Subcontractors vow to keep pushing for passage, but the bill is trapped in a Senate committee and has a dwindling chance of escaping before the session ends April 22.
“We’ve reached out for other ideas, and we didn’t get a whole lot of thought for 25 years,” said Jeffrey Beiriger, executive director of the American Subcontractors Association of Wisconsin, referring to the period the current law has been on the books. “And until this piece of legislation runs out of time, we’re committed to making it work.”
At the request of ASA, state Sen. Lena Taylor, D-Milwaukee, introduced earlier this year a bill that would void provisions in construction contracts requiring one company protect or insure another company on a project.
Under state law, project owners and general contractors can pass their share of liability on a construction project to subcontractors. Major subcontractors, such as mechanical contractors, also can pass on liability to other subcontractors, such as insulation contractors.
A Senate committee last week held a public hearing on the bill during which groups including the Associated General Contractors of Wisconsin, the Wisconsin Builders Association and the Wisconsin Transportation Builders Association testified or registered in opposition.
Taylor on Sunday said she does not know if she will hold a committee vote to send the bill to the Senate floor before session ends.
“I introduce bills because I believe there’s something that needs to get done, and we need to do whatever we can do to make that happen,” she said. “But there’s so many moving pieces right now.”
Taylor said she wants general contractors and subcontractors to reach a compromise before the bill leaves committee.
But Jim Boullion, the AGC’s director of government affairs, said that will not happen in the next month.
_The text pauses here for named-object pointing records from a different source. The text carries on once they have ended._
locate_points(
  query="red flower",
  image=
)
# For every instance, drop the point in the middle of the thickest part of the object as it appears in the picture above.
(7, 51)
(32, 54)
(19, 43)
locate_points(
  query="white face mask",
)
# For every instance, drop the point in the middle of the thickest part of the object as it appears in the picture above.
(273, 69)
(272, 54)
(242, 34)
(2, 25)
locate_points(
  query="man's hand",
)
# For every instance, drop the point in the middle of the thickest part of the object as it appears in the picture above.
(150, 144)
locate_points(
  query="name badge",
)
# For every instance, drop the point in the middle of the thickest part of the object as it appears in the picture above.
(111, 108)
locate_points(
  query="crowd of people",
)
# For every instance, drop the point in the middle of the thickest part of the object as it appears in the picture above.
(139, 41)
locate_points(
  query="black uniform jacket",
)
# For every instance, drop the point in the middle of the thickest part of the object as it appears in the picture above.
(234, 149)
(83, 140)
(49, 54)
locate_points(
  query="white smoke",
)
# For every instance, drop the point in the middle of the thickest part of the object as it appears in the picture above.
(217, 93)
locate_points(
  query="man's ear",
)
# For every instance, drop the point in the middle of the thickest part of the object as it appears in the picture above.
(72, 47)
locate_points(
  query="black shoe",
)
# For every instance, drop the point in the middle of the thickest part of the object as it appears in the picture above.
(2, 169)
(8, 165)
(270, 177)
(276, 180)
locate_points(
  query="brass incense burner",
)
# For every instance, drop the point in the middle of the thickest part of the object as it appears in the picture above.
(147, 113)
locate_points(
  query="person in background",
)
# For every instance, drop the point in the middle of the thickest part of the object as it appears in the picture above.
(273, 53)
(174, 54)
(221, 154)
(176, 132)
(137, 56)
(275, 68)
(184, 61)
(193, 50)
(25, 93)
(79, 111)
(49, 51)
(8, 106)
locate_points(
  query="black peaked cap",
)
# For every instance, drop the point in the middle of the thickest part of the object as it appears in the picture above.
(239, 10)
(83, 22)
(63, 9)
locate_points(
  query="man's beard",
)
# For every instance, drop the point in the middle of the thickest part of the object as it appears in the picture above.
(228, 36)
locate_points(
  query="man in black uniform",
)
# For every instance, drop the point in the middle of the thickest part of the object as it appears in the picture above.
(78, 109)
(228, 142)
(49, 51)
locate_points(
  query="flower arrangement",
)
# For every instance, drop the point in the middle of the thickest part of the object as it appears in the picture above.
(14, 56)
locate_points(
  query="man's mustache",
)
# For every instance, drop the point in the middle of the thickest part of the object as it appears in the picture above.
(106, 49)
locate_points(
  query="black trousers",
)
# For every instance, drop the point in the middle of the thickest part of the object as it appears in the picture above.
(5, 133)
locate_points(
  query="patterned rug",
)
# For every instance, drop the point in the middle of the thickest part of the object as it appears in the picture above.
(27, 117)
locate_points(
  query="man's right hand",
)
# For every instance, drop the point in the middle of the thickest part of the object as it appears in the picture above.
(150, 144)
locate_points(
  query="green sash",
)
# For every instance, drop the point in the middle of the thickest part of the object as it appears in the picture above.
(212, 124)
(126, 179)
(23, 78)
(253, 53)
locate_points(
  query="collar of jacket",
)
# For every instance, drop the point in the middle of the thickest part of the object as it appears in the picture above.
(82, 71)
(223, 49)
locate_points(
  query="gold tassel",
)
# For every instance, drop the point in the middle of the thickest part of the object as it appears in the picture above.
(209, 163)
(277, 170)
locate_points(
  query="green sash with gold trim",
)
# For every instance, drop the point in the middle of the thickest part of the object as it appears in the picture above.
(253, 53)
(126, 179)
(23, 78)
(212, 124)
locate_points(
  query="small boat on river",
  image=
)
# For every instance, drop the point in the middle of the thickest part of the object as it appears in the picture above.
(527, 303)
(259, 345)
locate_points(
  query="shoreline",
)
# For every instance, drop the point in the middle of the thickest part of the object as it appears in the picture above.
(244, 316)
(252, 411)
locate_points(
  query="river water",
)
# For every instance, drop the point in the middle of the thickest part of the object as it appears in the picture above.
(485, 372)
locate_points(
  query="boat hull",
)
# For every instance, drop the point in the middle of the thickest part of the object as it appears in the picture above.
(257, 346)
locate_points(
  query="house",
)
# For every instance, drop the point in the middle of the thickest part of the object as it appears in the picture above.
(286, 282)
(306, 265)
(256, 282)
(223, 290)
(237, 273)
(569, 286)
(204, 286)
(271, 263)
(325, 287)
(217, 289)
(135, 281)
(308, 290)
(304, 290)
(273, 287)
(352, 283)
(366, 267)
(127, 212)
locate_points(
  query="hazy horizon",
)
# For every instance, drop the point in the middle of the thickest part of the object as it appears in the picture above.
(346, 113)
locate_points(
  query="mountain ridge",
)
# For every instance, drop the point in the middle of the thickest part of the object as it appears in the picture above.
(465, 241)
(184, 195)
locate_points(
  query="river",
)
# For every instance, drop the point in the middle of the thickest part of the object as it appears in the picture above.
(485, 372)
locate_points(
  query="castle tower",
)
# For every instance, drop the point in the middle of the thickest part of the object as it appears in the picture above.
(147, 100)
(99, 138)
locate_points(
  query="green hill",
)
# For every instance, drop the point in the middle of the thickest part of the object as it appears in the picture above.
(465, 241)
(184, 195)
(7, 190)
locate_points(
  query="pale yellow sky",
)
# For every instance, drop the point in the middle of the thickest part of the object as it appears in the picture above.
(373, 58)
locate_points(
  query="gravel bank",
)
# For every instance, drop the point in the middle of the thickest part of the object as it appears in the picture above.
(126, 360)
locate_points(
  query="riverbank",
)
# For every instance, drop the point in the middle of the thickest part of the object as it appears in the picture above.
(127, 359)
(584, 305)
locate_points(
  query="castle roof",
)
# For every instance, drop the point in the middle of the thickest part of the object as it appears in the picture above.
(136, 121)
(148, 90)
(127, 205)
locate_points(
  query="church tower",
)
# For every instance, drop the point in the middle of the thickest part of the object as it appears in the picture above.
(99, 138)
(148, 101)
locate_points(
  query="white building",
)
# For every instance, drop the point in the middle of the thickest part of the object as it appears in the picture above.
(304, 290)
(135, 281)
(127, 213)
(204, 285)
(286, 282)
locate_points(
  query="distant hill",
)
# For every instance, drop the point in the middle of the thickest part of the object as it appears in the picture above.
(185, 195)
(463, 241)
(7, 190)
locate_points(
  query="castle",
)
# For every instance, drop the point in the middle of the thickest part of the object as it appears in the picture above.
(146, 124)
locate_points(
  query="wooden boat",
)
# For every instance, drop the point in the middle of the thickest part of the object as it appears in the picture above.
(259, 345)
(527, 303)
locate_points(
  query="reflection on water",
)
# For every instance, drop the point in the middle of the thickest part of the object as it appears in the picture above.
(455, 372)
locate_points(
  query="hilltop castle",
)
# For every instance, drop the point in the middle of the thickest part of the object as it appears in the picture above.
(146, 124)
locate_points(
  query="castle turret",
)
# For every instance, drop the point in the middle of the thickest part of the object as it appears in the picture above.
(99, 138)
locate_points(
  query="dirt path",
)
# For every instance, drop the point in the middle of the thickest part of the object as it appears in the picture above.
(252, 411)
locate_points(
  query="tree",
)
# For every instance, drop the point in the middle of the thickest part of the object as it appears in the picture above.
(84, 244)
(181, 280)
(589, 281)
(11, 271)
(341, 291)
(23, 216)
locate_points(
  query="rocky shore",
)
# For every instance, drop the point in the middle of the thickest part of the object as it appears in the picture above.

“It’s going to take us at least the summer to get somewhere,” he said.
The AGC offered the ASA a compromise, Boullion said, but it was rejected. He would not offer details of the compromise.
Eliminating contractors’ ability to transfer liability could result in lengthy trials and more expensive legal costs, said Brad Boycks, director of government and political affairs for the Wisconsin Builders Association.
“We see that there are some differences of opinion,” he said. “We admit the law is not perfect right now, but this bill doesn’t solve all the problems.”
Beiriger said he’s not surprised some groups want more time to work on the bill, and he is willing to work on it in the next session if time runs out on this one. But he said the bill should pass soon.
“It’s simply a matter of fairness,” he said.
If the Legislature passes the bill as drafted, Boullion said, lawmakers would do so with strong objections from many people in the construction industry.
“Legislators are always looking for compromise,” he said, “and we’re more than willing to try talking things through.”